With higher amplifier gain, inherent noise and drift became new problems. She repeatedly adjusted component parameters and tried different filter networks, often spending most of the day at a time.

Liu Li was responsible for the probe's mechanical structure and coil winding. Lacking a dedicated frame, she found a short piece of nylon rod with good insulation and carefully machined a coil core herself on a lathe. Using a roll of thin enameled wire, she held her breath and manually wound the measuring coil, turn by turn. Even a slight tremor of her hand could cause the coil to become uneven, affecting its sensitivity.

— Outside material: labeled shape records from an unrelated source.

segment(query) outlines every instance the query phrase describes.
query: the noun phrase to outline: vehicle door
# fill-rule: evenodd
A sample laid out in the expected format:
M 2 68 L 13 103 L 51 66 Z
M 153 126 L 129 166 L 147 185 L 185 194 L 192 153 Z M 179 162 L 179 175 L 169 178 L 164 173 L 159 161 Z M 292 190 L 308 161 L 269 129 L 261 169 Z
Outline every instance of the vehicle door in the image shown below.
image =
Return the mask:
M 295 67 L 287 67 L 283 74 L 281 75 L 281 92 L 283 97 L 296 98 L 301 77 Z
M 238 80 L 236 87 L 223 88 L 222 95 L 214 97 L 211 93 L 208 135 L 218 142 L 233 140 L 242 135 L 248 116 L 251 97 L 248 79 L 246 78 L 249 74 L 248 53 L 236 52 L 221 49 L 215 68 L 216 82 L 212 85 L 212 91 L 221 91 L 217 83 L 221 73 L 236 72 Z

"How many circles have we gone around?" Zhou Wei asked as he came over.

"I've wound almost a thousand turns, my hands are about to cramp up." Liu Li didn't look up, focusing intently on the work in her hands. "Wrap it tighter, increase the inductance, and the signal will be stronger."

The wound coil needs to be fixed on the bracket and aligned with the position of the analog spindle. Without a precision adjustment mechanism, Liu Li used the most basic method—shielding thin copper sheets and adjusting it little by little by hand, using a multimeter to monitor the minute changes in inductance and find the optimal sensing distance.

Zhou Wei wasn't idle either. Based on the preliminary circuit parameters provided by Sun Mei and the coil inductance value measured by Liu Li, he continuously revised his control algorithm model. "The upper limit of the response frequency of your probe is probably not too high. I need to adjust the frequency adaptation range in the algorithm. Don't expect it to handle too high frequency vibrations."

The first joint debugging session was a complete disaster. With the power on, the oscilloscope displayed nothing but noise; there was almost no visible signal related to vibration. The slightest breeze or someone walking by would cause the waveform on the oscilloscope to jump wildly.

"The electromagnetic interference is too severe!" Sun Mei pointed to a section of burr that had suddenly appeared. "There are so many motors and relays in the lab; they're all sources of interference!"

“The mechanical installation isn’t stable enough; it’s a bit shaky, and the baseline is drifting.” Liu Li was checking the probe bracket.

Problems kept piling up. The three of them huddled around the rudimentary device, checking the circuitry, tightening screws, adding shielding, changing the grounding... When something failed, they analyzed the cause, adjusted the solution, and tried again.

Countless failures and countless sleepless nights passed. Finally, late one night, after Sun Mei adjusted the bias resistor of the last stage of the amplifier circuit, the previously chaotic baseline on the oscilloscope screen began to rise and fall clearly and regularly as the analog spindle (the device with the eccentric wheel) rotated!

"I've got it! Look!" Sun Mei's voice trembled.

Liu Li and Zhou Wei immediately came over. Although the signal amplitude was not large and the waveform was somewhat distorted and mixed with noise, the clear periodic changes synchronized with the rotation speed undoubtedly proved that their makeshift inductive probe could indeed "sense" the vibration!

"We did it! We got it working!" Zhou Wei slapped his thigh excitedly.

Liu Li breathed a long sigh of relief, looking at the pulsating waveform, a relieved smile appeared on her face, even though her eyes were bloodshot.

This rudimentary probe, cobbled together from enameled wire, nylon rods, discarded transistors, and countless hours of painstaking work, may not be as powerful as a professional sensor, but it is like a crude yet crucial key that has forcibly opened a crack leading to the next step.